Are we seeing anything that says buy now, pay later is impacting credit? And so when you look at it versus a cohort population of our Mastercard as well as our Dual Cards, we see a low penetration, and we have not seen any changes certainly with how they use credit with us. In fact, they are more engaged with us than our average customer. They generate more revenue for us, but we have not seen any change. So as we look at it — when we look at applications come through, go over some of these products are offering, we have not seen any change, discernable changes.

So when you think about the impact to us in credit, we don’t really see it yet. We think that there is a shift that’s happening probably from cash as a tender type. And I think this is where the merchants and our partners are taking a step back. They are saying, “Yes, we understand your offer, consumers like it. But is this driving incrementality for us, true conversion?

Synchrony Financial – Barclays Virtual Global Financial Services Conference

One may argue that the main business of Discover and Synchrony is credit card so they had to put on a brave face. They might have. But since they are publicly traded companies; which often require them to be truthful to investors, I’ll give them the benefit of the doubt. More importantly, what they say seems to be in line with what Marqeta sees in their 2021 State of Credit report.

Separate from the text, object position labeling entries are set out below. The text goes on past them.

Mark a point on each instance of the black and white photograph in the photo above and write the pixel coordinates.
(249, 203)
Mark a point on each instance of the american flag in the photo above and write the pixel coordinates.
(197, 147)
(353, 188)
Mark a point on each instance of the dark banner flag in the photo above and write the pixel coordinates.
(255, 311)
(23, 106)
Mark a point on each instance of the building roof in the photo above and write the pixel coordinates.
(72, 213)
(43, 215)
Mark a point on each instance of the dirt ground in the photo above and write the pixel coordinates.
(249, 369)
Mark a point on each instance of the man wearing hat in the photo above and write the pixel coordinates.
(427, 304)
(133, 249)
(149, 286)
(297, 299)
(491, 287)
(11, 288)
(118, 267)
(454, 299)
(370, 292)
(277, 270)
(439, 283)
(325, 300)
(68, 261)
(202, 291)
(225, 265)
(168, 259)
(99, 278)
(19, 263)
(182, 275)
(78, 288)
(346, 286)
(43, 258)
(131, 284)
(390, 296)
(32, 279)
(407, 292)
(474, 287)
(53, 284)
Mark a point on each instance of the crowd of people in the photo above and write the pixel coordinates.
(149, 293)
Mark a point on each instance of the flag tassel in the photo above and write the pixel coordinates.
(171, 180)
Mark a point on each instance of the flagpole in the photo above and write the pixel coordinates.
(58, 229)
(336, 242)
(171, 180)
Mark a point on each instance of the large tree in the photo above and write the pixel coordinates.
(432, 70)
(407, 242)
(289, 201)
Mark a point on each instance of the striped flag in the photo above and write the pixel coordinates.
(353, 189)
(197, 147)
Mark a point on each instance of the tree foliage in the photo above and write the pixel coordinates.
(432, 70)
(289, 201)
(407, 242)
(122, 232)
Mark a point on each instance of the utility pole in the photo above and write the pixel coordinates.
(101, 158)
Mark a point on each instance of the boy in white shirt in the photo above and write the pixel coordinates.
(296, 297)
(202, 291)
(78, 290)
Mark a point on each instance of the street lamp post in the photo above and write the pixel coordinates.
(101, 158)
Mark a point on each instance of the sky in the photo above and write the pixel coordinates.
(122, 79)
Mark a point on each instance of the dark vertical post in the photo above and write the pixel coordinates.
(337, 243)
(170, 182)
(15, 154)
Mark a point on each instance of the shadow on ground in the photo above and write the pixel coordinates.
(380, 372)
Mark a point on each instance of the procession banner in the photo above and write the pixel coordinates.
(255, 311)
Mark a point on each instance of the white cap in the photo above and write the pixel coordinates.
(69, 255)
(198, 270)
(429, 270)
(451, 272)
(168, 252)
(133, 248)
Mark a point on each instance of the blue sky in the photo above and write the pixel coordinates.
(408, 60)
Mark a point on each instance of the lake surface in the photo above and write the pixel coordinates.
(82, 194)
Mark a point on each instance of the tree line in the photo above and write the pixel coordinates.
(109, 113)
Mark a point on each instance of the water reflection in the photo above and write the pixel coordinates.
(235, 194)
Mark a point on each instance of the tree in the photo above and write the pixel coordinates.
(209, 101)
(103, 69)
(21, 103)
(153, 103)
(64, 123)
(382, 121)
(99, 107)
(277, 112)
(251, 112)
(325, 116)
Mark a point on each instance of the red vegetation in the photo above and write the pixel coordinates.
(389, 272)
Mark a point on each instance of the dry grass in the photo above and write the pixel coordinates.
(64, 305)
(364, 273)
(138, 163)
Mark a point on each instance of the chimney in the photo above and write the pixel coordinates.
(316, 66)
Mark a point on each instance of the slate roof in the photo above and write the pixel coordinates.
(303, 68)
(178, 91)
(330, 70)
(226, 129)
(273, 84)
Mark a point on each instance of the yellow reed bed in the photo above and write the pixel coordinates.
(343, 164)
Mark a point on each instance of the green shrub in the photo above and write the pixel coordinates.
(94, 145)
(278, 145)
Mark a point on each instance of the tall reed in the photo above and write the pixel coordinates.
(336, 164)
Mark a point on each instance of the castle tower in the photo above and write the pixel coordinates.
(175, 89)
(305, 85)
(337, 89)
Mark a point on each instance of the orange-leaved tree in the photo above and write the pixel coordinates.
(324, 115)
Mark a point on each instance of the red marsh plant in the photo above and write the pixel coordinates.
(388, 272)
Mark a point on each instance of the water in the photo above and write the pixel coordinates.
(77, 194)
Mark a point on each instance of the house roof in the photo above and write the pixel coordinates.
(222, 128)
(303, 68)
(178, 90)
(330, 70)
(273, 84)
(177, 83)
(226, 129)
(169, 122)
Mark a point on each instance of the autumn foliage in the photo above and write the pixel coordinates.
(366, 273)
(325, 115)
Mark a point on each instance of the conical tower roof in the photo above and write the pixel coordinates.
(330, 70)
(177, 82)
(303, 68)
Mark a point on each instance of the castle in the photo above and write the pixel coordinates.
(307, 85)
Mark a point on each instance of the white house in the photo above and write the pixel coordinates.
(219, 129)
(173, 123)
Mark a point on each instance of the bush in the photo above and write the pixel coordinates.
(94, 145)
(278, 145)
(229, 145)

Recently, Marqeta released a 2021 State of Credit Report with some interesting insights into how consumers in the U.S, the U.K and Australia use BNPL and credit cards. The report is based on a survey of 3,500 people across three countries. Here are my take-aways regarding consumer preferences in the U.S:

  • 78% of respondents in the U.S use credit cards while 25% actively use BNPL
  • 50% of U.S consumers use credit cards because of rewards, something that is still a weakness of BNPL providers but they are working on it
  • “60% of U.S. 18-25-year-olds said they made more than five purchases on their credit card online each week, compared with 19% of 50-65-year-olds”
  • “79% of consumers surveyed who use BNPL reported having three or less BNPL plans open at a given time, with 45% of people reporting their average BNPL purchase at less than $100.”
  • “Older consumers however, were decidedly against, with survey respondents 51-65 years old voting overwhelmingly (63%) in favor of the credit card-first status quo.”
  • “Americans were again slightly worse off, with 30% responding that they’d struggled to meet payments”

3 out of 4 U.S consumers use credit cards. 60% of the younger segment use their cards regularly every week while the older and wealthier crowd want to keep the status quo. That, to me, is the sign that the credit card business is still healthy and well, at least for now. By no means do I insist that BNPL doesn’t have a chance to overtake credit cards. More and more issuers such as Citi, Amex or Chase introduced the ability to put qualified transactions on installment plans (BNPL). All the major retailers in the country allow shoppers to have a payment plan. Even Apple is reportedly working on their own version of BNPL. Who knows what the future holds? But for now, all signs point to a healthy credit card industry holding their ground.